Alabama. Weaver v. Hollis, 1945, 247 Ala. 57, 22 So. 2d 525; Iowa. McDonald v. Mutual Life Ins. Co., 1916, 178 Iowa 863, 160 N.W. 289; Maryland. Price v. Hitaffer, 1933, 164 Md. 505, 165 A. 470; Michigan. Garwols v. Bankers Trust Co., 1930, 251 Mich. 420, 232 N.W. 239; Mississippi. Anderson v. Anderson, 1930, 158 Miss. 116, 130 So. 91; Missouri. Perry v. Strawbridge, 1908, 209 Mo. 621, 108 S.W. 641, 16 L.R.A.,N.S., 244, 123 Am.St.Rep. 510, 14 Ann.Cas. 92; Hopkins v. Metropolitan Life Ins. Co., Mo. App. 1941, 151 S.W.2d 527; New York. In re Wolf, 1914, 88 Misc. 433, 150 N.Y.S. 738; In re Sparks' Estate, 1939, 172 Misc. 642, 15 N.Y.S.2d 926; North Carolina. Parker v. Potter, 1931, 200 N.C. 348, 157 S.E. 68; Garner v. Phillips, 1948, 229 N.C. 160, 47 S.E.2d 845; England. Estate of Crippen (1911) Prob. 108. Canada. Re Medaini, 38 Brit.Col. 319, (1927) 4 D.L.R. 1137. Australia. Re Tucker (1920) 21 New So.W.St. 175.

At page 488, 39 A.L.R.2d, the reasoning of the latter courts in support of their opinions is succinctly summarized as follows:

"In taking the view that a person who feloniously kills his ancestor is not entitled to intestate succession in the estate of his victim, most courts have cited maxims of the common law which in effect declare that no person should be permitted to take advantage of his own wrong. Such courts reason that such maxims constitute a rule of public policy which the legislature in the enactment of statutes of descent and distribution had no intention of abrogating, and that the interpretation of the law as precluding a person who feloniously kills his ancestor from succeeding to his victim's estate is but an expression of the legislative intent rather than an abrogation of the statutes by judicial construction. To the contention that to preclude the inheritance is to constitute forfeiture of estate, attainder, or corruption of the blood, in violation of constitutional prohibitions, the courts have answered that, as there is no vesting of the estate in the murderer because of his crime, there is no forfeiture, and since the murderer never becomes a distributee there is no corruption of the blood. * * *"

The annotation to which we have referred includes all cases on the subject and is preceded by report of In re Duncan's Estates, Washington, 1952, cited supra, where the cases are also summarized.

Our statutes on descent and distribution are plain and unambiguous. They provide that subject to marriage contracts and the payment of debts of the decedent the property goes to designated persons. § 29-1-10, 1953 Compilation. To adopt the contention of the plaintiffs on this point we must read an amendment into the statute and say, "Provided, however, one may not inherit the estate of one he has murdered." This we regard as a legislative matter and the legislature which has only recently adjourned has passed an act now in effect providing a murderer may not inherit the estate of his victim. Ch. 61, Laws of 1955.

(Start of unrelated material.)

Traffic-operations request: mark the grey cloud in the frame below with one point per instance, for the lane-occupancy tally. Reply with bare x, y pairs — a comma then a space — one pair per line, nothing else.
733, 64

*792 We will follow the line of reasoning of the cases which refuse to amend or set aside the unambiguous statutes of descent and distribution, and hold the property of the mother descended to the son, James B. Brown, Jr.

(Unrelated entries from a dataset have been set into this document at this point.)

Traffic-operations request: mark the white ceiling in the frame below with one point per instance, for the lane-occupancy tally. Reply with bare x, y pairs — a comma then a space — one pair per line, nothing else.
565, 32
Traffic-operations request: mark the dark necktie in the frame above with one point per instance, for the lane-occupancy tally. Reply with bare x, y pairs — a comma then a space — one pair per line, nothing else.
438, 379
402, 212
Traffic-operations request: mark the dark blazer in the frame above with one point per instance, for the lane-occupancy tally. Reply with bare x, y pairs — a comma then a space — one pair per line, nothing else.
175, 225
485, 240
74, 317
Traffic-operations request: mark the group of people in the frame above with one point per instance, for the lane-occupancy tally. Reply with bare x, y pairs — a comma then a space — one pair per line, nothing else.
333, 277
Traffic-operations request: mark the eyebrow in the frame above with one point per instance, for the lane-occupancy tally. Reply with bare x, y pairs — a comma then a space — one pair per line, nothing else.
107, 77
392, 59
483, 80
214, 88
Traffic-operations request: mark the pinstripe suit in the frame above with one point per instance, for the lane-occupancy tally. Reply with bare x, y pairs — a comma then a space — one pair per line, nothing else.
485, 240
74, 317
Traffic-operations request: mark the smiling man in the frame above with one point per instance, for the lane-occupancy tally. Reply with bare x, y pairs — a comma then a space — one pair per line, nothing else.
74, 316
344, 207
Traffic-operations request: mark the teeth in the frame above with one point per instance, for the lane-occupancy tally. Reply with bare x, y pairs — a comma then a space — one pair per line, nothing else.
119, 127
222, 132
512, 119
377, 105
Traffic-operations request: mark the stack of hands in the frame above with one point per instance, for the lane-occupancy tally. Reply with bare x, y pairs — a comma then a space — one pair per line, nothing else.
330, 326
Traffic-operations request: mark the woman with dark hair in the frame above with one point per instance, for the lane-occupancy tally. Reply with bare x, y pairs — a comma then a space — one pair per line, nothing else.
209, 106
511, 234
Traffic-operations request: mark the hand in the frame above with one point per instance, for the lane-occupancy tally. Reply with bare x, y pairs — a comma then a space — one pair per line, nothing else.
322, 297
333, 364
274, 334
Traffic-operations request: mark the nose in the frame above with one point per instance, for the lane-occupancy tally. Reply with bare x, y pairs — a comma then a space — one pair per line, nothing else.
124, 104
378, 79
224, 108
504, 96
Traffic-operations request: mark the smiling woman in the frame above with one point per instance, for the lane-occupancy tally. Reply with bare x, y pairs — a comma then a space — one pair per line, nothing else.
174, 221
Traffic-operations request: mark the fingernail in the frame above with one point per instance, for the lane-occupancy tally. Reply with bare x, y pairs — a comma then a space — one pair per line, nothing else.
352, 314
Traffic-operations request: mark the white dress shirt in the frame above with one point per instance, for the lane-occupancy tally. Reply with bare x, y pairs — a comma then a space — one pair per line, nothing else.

It is abhorrent to us that a murderer can profit by his crime and the assertion of the plaintiffs that Brown should be held to take the legal title as a constructive trustee has our sympathy. It is so held in some opinions cited in the plaintiffs' brief and ably discussed at the oral argument. However, before deciding that question, we must dispose of the plea of limitations interposed by the defendants to such claim.

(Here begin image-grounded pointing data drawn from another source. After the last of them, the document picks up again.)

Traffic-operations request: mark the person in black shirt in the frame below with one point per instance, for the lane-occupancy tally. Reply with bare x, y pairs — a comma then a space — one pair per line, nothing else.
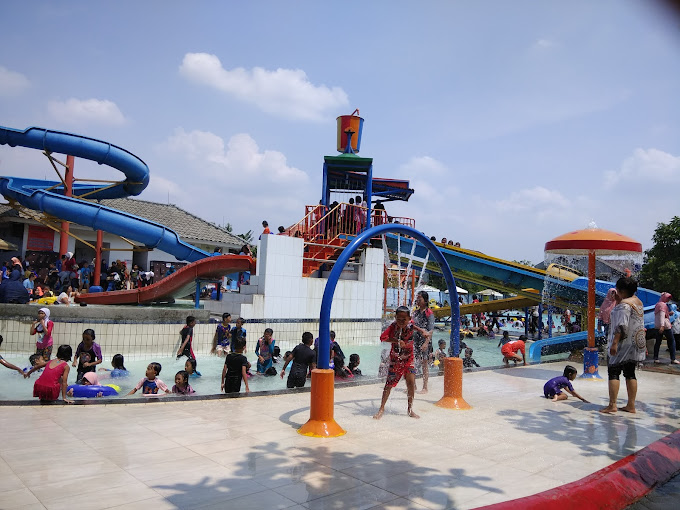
302, 357
235, 369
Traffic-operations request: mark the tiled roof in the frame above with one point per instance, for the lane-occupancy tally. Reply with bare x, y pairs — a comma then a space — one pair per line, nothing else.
184, 223
188, 226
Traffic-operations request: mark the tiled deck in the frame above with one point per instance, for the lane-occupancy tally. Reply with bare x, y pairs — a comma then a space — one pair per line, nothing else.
245, 453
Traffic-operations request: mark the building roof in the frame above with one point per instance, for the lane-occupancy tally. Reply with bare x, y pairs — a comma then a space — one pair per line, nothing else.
188, 226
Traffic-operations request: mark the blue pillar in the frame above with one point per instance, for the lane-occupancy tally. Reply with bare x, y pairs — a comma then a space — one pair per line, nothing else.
325, 192
526, 323
369, 195
327, 300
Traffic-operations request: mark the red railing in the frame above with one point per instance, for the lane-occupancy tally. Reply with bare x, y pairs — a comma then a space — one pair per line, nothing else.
326, 230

Sections 23-1-4 and 23-1-18, 1953 Compilation, read, respectively, as follows:

"Accounts Unwritten contracts Injuries to property Conversion Fraud Unspecified actions Four-year limitation. Those founded upon accounts and unwritten contracts; those brought for injuries to property or for the conversion of personal property or for relief upon the ground of fraud, and all other actions not herein otherwise provided for and specified within four (4) years." "Limitations do not run against trust actions fraudulently concealed. None of the provisions of this chapter shall run against causes of actions originating in or arising out of trusts, when the defendant has fraudulently concealed the cause of action, or the existence thereof from the party entitled or having the right thereto."

It was admitted by the plaintiffs that there or no facts tolling, postponing or suspending such statutes if they apply to the facts of this case and are valid and constitutional under all of the laws of New Mexico.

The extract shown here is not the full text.